The defiant comments came a day before China’s foreign minister, Wang Yi, is scheduled to visit U.S. Secretary of State John Kerry in the United States.
White House press secretary Josh Earnest shot back at a news conference that “there is no other country that has a claim on Hawaii. But yet when you consider the land features in the South China Sea, there are a variety of overlapping territorial claims that a variety of countries have made on those features.”
Earnest said the Chinese government might have a disagreement about the claims that are made by other countries.
“That’s all the more reason that we believe that all of the parties should resolve their differences of opinion about this matter in a way that doesn’t provoke a military confrontation,” he said. “That is why we have urged all parties who are claimants to these features — the United States is not among them — but we’ve encouraged all of the countries that do have claims to resolve them in a peaceful, legal manner and to avoid confrontation and to seek to avoid escalating the tensions in that area of the world.”
The United States maintains that China’s territorial claims to much of the South China Sea, including contested islands and reefs in the Paracels and Spratlys, are spurious.
Kerry recently criticized Beijing for increasing militarization after it was revealed China had deployed HQ-9 air defense missiles to Woody island in the Paracels.
CHINA, Vietnam, Malaysia, Taiwan, Brunei and the Philippines have competing claims in the South China Sea, but China’s land reclamation efforts to build artificial islands — not recognized as Chinese territory by the United States — had reached almost 3,000 acres by last summer.
Kerry said Feb. 17 that the standard that should be applied to all countries with South China Sea interests is no militarization.
“But there is evidence every day that there has been an increase of militarization of one kind or another” by China, Kerry said. “It’s of serious concern.”
The United States is worried that China’s land reclamation could have far-reaching U.S. security and economic consequences if China disrupts international law protecting freedom of navigation. More than $5.3 trillion in global sea-based trade passes annually through the South China Sea.
Mischief Reef in the Spratly islands, where China is building an airstrip and possible naval base, is less than 150 nautical miles from Palawan in the Philippines and about 600 miles from China’s southern Hainan island.

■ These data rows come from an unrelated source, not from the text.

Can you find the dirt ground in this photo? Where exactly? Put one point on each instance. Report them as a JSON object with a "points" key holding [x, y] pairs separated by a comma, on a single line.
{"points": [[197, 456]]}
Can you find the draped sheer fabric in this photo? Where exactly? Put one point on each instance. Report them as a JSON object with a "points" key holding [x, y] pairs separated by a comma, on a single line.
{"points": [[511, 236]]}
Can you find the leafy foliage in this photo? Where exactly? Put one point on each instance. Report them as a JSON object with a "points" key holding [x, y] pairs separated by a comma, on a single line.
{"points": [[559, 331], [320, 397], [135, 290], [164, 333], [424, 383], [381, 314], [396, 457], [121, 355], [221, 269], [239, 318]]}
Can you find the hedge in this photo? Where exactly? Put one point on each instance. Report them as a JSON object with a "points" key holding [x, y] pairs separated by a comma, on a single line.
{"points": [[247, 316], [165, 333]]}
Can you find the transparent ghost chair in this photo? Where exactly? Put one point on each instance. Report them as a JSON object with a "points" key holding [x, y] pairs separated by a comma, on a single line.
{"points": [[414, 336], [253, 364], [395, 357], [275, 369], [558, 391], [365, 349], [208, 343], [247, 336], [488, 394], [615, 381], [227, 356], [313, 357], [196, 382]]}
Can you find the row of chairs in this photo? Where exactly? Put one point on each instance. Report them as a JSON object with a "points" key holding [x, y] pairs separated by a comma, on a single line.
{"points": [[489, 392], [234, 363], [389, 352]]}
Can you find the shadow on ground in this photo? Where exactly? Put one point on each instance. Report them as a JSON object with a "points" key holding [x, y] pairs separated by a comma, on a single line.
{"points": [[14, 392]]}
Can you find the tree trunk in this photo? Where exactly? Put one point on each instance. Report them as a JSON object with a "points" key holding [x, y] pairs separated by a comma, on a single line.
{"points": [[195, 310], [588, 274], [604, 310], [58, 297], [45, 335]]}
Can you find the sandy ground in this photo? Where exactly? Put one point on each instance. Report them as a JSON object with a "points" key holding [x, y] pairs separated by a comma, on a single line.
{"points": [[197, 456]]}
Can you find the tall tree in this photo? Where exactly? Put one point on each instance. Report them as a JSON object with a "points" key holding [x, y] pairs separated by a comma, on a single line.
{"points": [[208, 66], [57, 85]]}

THE SO-CALLED “dashed line” maps China relies on to make claims to the region appear to have originated in 1935 from its Land and Water Maps Inspection Committee and again in 1947 from the nationalist government, according to the State Department.
“China has not clarified through legislation, proclamation, or other official statements the legal basis or nature of its claim associated with the dashed-line map,” the State Department said in late 2014.
The United States “is not a party concerned in the South China Sea dispute,” said Hua, China’s foreign ministry spokeswoman, adding that America should “stop sensationalizing” the issue.
The islands in the South China Sea have been part of China “since ancient times,” she said. China is entitled to safeguard its territorial sovereignty and maritime interests and rights.
China has created man-made islands “mainly for civilian purposes of providing better public services and goods for the international community,” she said. “China’s deployment of limited defense facilities on its own territory is its exercise of self-defense right to which a sovereign state is entitled under international law. It has nothing to do with militarization.”